Location: Plant Science Research2009 Annual Report
1a. Objectives (from AD-416)
This project will address in oat, one of our important cereals, the needs for an understanding of the molecular/structural organization of its large complex genome, means to effectively identify and manipulate more durable race non-specific quantitative resistance to its major disease, crown rust, and the development of new biotic and abiotic stress resistance germplasm in elite agronomic backgrounds through the following objectives: Objective 1: Characterize the complex segmental homoeologous structure of allohexaploid cultivated oat through molecular marker analysis of monosomic and nullisomic chromosome-deficient stocks. Objective 2: Identify and map key genes (quantitative trait loci or QTLs) for important traits, particularly race non-specific crown rust resistance, by developing and phenotyping mapping populations and employing new molecular markers (EST-SSR and DArT). Objective 3: Develop cultivated oat germplasm with introduced biotic and abiotic stress resistance and high-value traits through introgressing crown rust resistance from wild oat species, exploring heat stress and disease resistance from genes introduced by crosses with corn, and evaluating high-value trait sources through coordination of regional spring oat nurseries.

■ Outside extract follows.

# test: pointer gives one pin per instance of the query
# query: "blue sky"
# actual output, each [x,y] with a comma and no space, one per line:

1b. Approach (from AD-416)
Monosomic (single chromosome deficient) oat plants needed to complete a full series of 21 lines each deficient for a different oat chromosome will be identified cytologically and with molecular markers among derivatives of oat x corn crosses. Molecular marker linkage groups will be assigned to chromosome using these monosomic lines to develop a comprehensive genomic map for cultivated oat. The QTL identification of race non-specific (partial) crown rust in oat germplasm MN841801-1 will be enhanced with additional field and molecular marker data including the use of new DArT markers, and the effectiveness of marker-assisted selection will be tested for efficiency and effectiveness in transfer of the resistance QTLs into other oat backgrounds. New oat crown rust resistance genes will be introgressed into cultivated oat from wild oat species. Previously produced oat lines containing segments of corn chromosomes will be further developed and evaluated for possible enhanced heat tolerance and disease resistance. Coordination of cooperative regional spring oat performance nurseries will be used to identify optimal current oat genotypes for use as parents in crosses for introgressions and germplasm enhancement.
3. Progress Report
The third and fourth rounds of crossing of derived lines from a hybrid made between a cultivated oat variety 'Ogle' and a wild oat line Avena strigosa (PI 258731) were made toward transfer of resistance to the fungal pathogen oat crown rust from the wild oat line to cultivated oat. The resistance gene found in this wild oat line is unique in that plants with the gene are susceptible to the rust pathogen as young seedlings but develop resistance to all current races of the pathogen as the plants grow older. This resistance is effective in the Upper Midwest because rust epidemics do not develop until later in the oat-growing season. It is hoped that this novel type of adult plant resistance will be more durable or longer lasting than the normal types of resistance genes. Previous resistance genes used have become ineffective within a few years after cultivars with them are released due to shifts in virulence patterns in the rust population. Resistance to the oat crown rust pathogen has recently been identified in several lines of another wild oat species Avena barbata. Initial crosses of six of these lines were made to the cultivated oat variety Ogle, and two subsequent backcrosses of the derivatives were completed in attempts to introduce additional new crown rust resistance genes into cultivated oat.
Phillips, R.L., Rines, H.W. 2009. Genetic Analyses with Oat-Maize Addition and Radiation Hybrid Lines. In: Bennetzen, J.L., Hake, S., editors. Handbook of Maize: Genetics and Genomics. Volume II. New York, NY: Springer Science + Business Media, LLC. p. 523-538.